Assign part of a file name to bash variable?

Question

I have a file and its name looks like:

12U12345._L001_R1_001.fastq.gz

I want to assign to a variable just the 12U12345 part.

So far I have:

variable=`basename $fastq | sed {s'/_S[0-9]*_L001_R1_001.fastq.gz//'}`

Note: $fastq is a variable with the full path to the file in it.

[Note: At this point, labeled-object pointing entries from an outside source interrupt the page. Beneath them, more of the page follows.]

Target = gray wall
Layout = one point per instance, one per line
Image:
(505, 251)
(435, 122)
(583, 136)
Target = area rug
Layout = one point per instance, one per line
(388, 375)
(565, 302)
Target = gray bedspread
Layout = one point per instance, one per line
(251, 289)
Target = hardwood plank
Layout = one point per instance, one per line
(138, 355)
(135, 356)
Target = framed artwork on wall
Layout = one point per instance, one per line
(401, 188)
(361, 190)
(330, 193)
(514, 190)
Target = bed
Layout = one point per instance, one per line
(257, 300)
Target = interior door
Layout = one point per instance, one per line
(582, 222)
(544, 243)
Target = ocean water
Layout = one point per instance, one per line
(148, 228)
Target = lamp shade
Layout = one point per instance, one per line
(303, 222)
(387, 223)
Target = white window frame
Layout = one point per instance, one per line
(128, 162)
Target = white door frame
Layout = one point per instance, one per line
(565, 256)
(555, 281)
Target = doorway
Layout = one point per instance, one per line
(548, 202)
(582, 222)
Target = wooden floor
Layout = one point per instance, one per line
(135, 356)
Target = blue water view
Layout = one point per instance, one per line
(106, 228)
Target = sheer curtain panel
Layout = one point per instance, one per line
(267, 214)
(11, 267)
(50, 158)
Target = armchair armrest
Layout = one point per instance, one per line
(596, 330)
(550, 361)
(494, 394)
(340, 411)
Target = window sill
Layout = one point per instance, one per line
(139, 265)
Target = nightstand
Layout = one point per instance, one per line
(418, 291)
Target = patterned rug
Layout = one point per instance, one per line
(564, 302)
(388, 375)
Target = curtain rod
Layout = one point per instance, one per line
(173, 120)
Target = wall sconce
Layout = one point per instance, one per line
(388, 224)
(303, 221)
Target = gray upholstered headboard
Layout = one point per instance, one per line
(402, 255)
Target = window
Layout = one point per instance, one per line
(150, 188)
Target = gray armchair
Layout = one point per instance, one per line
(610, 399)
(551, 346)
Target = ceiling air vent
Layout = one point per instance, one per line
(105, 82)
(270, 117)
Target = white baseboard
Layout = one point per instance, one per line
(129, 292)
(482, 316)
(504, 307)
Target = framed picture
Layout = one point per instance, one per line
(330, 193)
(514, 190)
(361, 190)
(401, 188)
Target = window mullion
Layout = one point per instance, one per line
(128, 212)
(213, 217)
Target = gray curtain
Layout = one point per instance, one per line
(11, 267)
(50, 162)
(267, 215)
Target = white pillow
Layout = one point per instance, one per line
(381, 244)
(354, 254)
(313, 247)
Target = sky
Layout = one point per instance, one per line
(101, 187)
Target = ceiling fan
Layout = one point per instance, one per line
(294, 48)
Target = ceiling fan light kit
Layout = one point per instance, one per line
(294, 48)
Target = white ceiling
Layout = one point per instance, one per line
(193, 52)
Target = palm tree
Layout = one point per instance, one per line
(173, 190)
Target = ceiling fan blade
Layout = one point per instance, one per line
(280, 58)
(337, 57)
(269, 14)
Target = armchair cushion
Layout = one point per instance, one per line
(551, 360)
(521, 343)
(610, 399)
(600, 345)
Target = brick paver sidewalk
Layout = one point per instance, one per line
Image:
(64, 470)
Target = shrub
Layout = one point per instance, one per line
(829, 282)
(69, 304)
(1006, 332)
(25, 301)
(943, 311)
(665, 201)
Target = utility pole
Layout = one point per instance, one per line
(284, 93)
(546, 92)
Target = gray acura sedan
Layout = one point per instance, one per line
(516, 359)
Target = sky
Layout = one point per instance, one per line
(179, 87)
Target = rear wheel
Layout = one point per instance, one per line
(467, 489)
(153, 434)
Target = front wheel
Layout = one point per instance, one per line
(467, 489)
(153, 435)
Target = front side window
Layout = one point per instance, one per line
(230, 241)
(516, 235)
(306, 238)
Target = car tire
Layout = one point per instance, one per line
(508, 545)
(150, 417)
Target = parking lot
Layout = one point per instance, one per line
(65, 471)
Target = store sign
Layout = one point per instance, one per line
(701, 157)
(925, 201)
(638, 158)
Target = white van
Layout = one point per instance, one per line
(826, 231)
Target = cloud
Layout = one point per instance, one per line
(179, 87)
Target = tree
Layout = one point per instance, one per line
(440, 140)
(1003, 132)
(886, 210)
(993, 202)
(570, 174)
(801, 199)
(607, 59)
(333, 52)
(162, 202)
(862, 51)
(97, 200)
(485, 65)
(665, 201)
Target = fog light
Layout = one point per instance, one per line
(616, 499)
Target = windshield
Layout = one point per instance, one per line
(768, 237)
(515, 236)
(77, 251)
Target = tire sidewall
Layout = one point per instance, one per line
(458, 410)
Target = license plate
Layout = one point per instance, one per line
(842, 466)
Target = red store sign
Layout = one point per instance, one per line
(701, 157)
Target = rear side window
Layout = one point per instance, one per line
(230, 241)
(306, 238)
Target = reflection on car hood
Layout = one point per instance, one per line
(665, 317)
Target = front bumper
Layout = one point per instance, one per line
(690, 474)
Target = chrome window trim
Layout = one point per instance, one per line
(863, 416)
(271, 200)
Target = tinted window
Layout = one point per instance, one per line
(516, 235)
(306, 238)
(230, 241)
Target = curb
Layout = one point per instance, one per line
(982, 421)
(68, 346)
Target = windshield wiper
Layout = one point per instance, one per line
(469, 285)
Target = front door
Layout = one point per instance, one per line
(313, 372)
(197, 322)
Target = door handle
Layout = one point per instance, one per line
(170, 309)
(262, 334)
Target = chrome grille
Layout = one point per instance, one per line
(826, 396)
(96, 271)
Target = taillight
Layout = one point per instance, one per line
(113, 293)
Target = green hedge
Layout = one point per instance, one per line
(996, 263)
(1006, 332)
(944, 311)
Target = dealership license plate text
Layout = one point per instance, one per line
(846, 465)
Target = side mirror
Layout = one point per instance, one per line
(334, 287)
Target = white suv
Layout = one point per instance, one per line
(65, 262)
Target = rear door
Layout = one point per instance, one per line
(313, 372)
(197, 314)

This solution currently returns the full file name, any ideas how to get this right?

Answer 1

Just use the built-in parameter expansion provided by the shell, instead of spawning a separate process

fastq="12U12345._L001_R1_001.fastq.gz"
printf '%s\n' "${fastq%%.*}"
12U12345

or use printf() itself to store to a new variable in one-shot

printf -v numericPart '%s' "${fastq%%.*}"
printf '%s\n' "${numericPart}"

Also bash has a built-in regular expression comparison operator, represented by =~ using which you could do

fastq="12U12345._L001_R1_001.fastq.gz"
regex='^([[:alnum:]]+)\.(.*)'

if [[ $fastq =~ $regex ]]; then
    numericPart="${BASH_REMATCH[1]}"
    printf '%s\n' "${numericPart}"
fi

Answer 2

You could use cut:

$> fastq="/path/to/12U12345._L001_R1_001.fastq.gz"
$> variable=$(basename "$fastq" | cut -d '.' -f 1)
$> echo "$variable"
12U12345

Also, please note that:

• It's better to wrap your variable inside quotes. Otherwise you command won't work with filenames that contain space(s).

• You should use $() instead of the backticks.